Many Tarleton students gain experience, as well as earn academic credit, through internships in fields related to their courses of study, but very few of those are outside the U.S. After a two week training period at the Stephenville Fibergrate plant to prepare for their roles as quality inspectors, Chris and Daniel made the trip to Queretaro. They started by finding economical living quarters, learning efficient use of the bus, taxi, and walking routes to their jobs, and getting advice on the safest parts of the city for evenings out.

Chris and Daniel were hired to assist in bringing the new plant’s production processes up to the quality expected in the U.S., with the additional responsibility of providing English classes for some of the managers. The guys focused on resolving general issues and well as addressing specific problems. When the patch mix was not catalyzing quickly enough, Chris requested that instructions be posted and lessons be given on the preparation. Daniel caught inconsistencies in depth of gratings, and developed a “go-no-go” diagram. From clarification of specifications, requiring label alignment and consistent patching voids, according to Daniel, “They seemed to be surprised at the strictness of the specifications, but have since made every effort to follow them.”

Two English classes were organized, Daniel taught the beginners in the morning and Chris the advanced class in the afternoon. But when some of the workers on the floor expressed an interest in learning English, Daniel took on a second beginners class in the afternoons after first shift. Chris’s advanced students spoke only English in class and he often spoke to them in English during the day.

Both Chris and Daniel expressed gratitude to Fibergrate for the exceptional experience gained in their internships.

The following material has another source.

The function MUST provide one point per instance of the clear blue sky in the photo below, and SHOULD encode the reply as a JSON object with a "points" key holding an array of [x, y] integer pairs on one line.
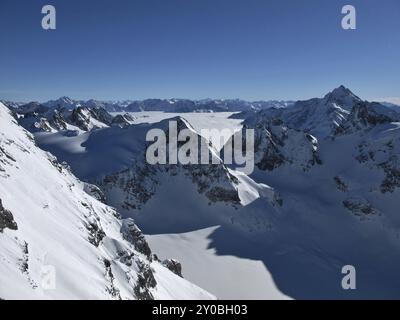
{"points": [[250, 49]]}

Chris, who graduated in May with a degree in Business and minors in Spanish and International Studies, is now working in the marketing field Austin. Daniel, an Agriculture Services and Development major with a Business minor, graduated in August and is now a Quality Assurance Supervisor with Fibergrate in Queretaro, Mexico, a career and location he had never considered before the internship.

Dr. Janis Petronis is a professor in the College of Business Administration at Tarleton State University.